Nothing could have prepared me for the amount of food I've eaten in Italy. The past three days have consisted of bread, pasta and pizza, with some gelato and coffee breaks. The scenery is beautiful and the town is fantastic, but I feel like food is such a big part of Italian culture that I should talk about it first.
I'm staying with my friend from school and her family, so they know all of the best places to eat in Udine (in northeast Italy). On my first day we took a drive through the countryside to eat at Al Cardinale Ristorante & Pizzeria. I don't speak any Italian (other than a few phrases I just learned, such as "I'm sorry, I don't speak Italian" and "Where are we going?") so my friend's uncle just ordered me some pasta. The chef made me a dish that wasn't even on the menu: pasta with red sauce, bacon and onions. It was simple, but I couldn't stop myself from eating the whole plate, followed by sorbetto (a lemony, creamy alcoholic drink). They say Americans have big portion sizes, and we do, but Italians aren't too far behind. I've been stuffed after every meal.

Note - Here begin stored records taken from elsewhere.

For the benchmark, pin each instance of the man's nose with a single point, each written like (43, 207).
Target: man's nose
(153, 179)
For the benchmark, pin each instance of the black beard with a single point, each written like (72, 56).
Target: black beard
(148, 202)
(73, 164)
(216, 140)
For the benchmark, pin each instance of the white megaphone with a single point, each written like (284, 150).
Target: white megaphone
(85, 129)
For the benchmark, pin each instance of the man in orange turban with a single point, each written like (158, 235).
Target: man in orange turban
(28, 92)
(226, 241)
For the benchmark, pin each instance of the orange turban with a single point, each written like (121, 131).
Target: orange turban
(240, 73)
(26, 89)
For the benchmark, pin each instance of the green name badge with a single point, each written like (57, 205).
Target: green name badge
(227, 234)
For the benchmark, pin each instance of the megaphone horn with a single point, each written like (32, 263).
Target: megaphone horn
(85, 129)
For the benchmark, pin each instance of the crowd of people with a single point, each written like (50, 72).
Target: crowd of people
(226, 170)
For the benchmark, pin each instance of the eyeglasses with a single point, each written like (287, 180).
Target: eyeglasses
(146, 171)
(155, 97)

The pizza everywhere is delicious: thin, crispy crust and just the right ratio of cheese and sauce. The gelato doesn't disappoint either. So far, I've tried strawberry and Nutella flavors from two different gelaterias. It's smooth, creamy and lighter than ice cream: the perfect snack while sitting in the square people-watching.
The area itself looks like it could be the scene of a movie. In the countryside and on the mountains, all of the houses are quaint terracotta-roofed villas with gardens or vineyards. In the towns, the apartments and houses are painted cheery colors with bright shutters and have flowerboxes hanging out of the windows. The scenery and the city complement each other so well; I don't think I've ever seen a more beautiful place.
Arrivederci, and thanks for reading!